I rubbed my arms to banish the sudden gooseflesh and chastised myself, Stop being ridiculous. No one is going to cut off your head.

But I couldn’t shake the unease that clung to me like a cobweb. So that edgelord wannabe poet hadn’t left me those headless roses, but someone had. Someone had gone to the trouble of buying a giant bouquet, cutting off each flower’s bloom, and then leaving the thorn-studded stems on my doorstep. It was clearly a message of some kind, but I had no idea what that message was or who it was from.

“Is everything all right?” Max asked, bringing me back to the present.

I banished all thoughts of those awful stems from my mind and stretched my gloss-covered lips into a smile. “Absolutely. Just wondering where we’re going.”

He adjusted his Ray-Ban aviators and smiled mischievously. “If I told you, that would ruin the surprise.”

? ? ?

WE DROVE INTO Virginia over the Fourteenth Street Bridge and out past the airport before looping back toward the city and eventually pulling into a crowded parking lot.

“Where are we?” I asked as I climbed out of the car. I couldn’t see much of anything other than an expanse of grass hidden by some trees, a strip of water, and a row of porta potties. Near us, a rowdy pack of teenagers were chasing each other and waving a Frisbee in the air. Beyond them, I saw mostly sneaker-wearing couples pushing toddlers in strollers and people dressed in padded shorts and helmets walking bicycles. I looked down at my chambray sundress and platform sandals and sincerely hoped Max wasn’t expecting me to engage in some sort of physical activity.

“So many questions,” he teased, unloading a pair of reusable Trader Joe’s tote bags from the trunk.

“I don’t like secrets,” I said, grabbing the edge of one of the bags and peering inside. I spotted a cutting board and baguette and looked up triumphantly. “Aha! It’s a picnic.”

“You were the kind of kid who searched for her Christmas presents, weren’t you?” he guessed with a laugh. “But, yes, you caught me. It’s a picnic. Now that the weather is finally cooling down, I thought it would be nice to spend some time outside.”

I took one of the bags from him and together we began walking toward the grass. “I haven’t been on a picnic in ages. When I first moved to New York, I used to try to convince my roommates to picnic in Central Park with me. I’d get all this stuff from Zabar’s, but they weren’t really into eating, so—”

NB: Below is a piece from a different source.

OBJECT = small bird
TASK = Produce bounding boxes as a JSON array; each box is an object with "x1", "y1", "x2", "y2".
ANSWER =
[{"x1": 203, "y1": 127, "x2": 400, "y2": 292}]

The rest of my words were drowned out by a sudden roar from above. I snapped my head up and saw an enormous airplane careening toward the ground in front of us. I froze, veins crackling with terror, unable to look away from the impending disaster.

“Oh my God,” I croaked out, clutching Max’s arm. “It’s—”

Before I could finish my panicked sentence, the plane landed gracefully on what I now recognized as a runway leading toward the airport. Fingertips still digging into Max’s bicep, I turned to him in shock.